Processing Directories

To process all supported files in a directory:

java -jar phinder.jar -i /path/to/directory

Use the -R or --recursive flag to traverse subdirectories:

java -jar phinder.jar -i /path/to/directory -R

CSV Customization

When processing CSV files, you can specify the delimiter and quote character:

java -jar phinder.jar -i data.csv --csv-delimiter=";" --csv-quote="'"

Generating a Starter Redaction Policy

Phinder can turn a scan into a starter Philter / Phileas redaction policy, so discovery and redaction become one workflow. Add --emit-policy with an output file:

java -jar phinder.jar -i my_docs/ -R --emit-policy starter-policy.json

The flow is scan, then policy, then apply:

  1. Scan. Phinder finds the entity types present across the inputs.
  2. Policy. It writes redaction-policy JSON that enables each detected type with a REDACT strategy. The output loads unchanged into Philter or Phileas. Use a .phisql file extension to get the policy as PhiSQL instead, which compiles to the same JSON. Types that need a supplied custom policy to detect (custom identifiers, sections, or PhEye name detection) are reported as skipped rather than guessed at.
  3. Apply. Use the policy with Philter or Phileas directly, or tune it first (change strategies, add conditions, ignore terms) and re-run.

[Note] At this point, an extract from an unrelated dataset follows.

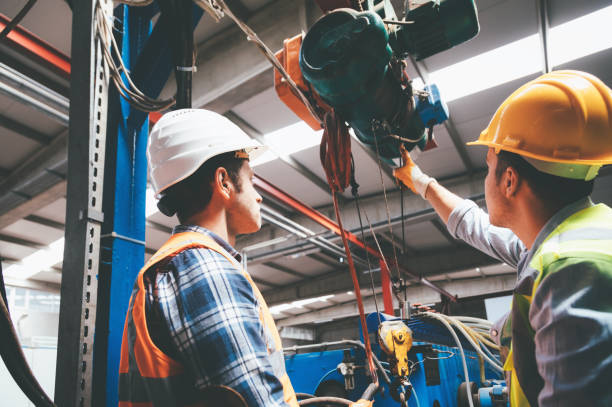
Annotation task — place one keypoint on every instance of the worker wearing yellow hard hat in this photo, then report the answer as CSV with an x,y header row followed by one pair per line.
x,y
547,142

This is a starting point to review, tune, and measure (for example with Philter Scope) before you rely on it. Redaction is probabilistic: it reduces how much sensitive data gets through, it does not catch every instance, and you are responsible for validating the policy against your own data.

Large File Support

Phinder is designed to handle very large files efficiently. Specifically, .log files are processed line-by-line to minimize heap usage.

Scan Logging and Skipping

To speed up subsequent scans, Phinder can maintain a log of scanned files and their xxHash64 hashes using a MongoDB database.

MongoDB Configuration

To use the scan log, you must provide a MongoDB connection string via the PHINDER_MONGODB_URI environment variable:

export PHINDER_MONGODB_URI="mongodb://localhost:27017"

Generating a Scan Log

By default, using --log or --skip-unchanged will enable the scan log using the MongoDB database specified in PHINDER_MONGODB_URI.

java -jar phinder.jar -i /path/to/data --log

Skipping Unchanged Files

On the next run, use --skip-unchanged to skip any file that hasn't changed (based on its xxHash64 hash):

java -jar phinder.jar -i /path/to/data --skip-unchanged

Phinder will compare the file names and hash values in the MongoDB database to determine if a file can be skipped. The count of skipped files will be included in the reports.

When using the scan log, Phinder also stores a timestamped copy of the scan results in a reports collection in the MongoDB database. This allows for historical tracking of scan results.

Cleaning the Scan Log

To clear the recorded hashes and paths from the scan log database, use the --clean option:

java -jar phinder.jar --clean

This will delete the entries in the scan log collections, forcing all files to be re-scanned on the next run with --skip-unchanged.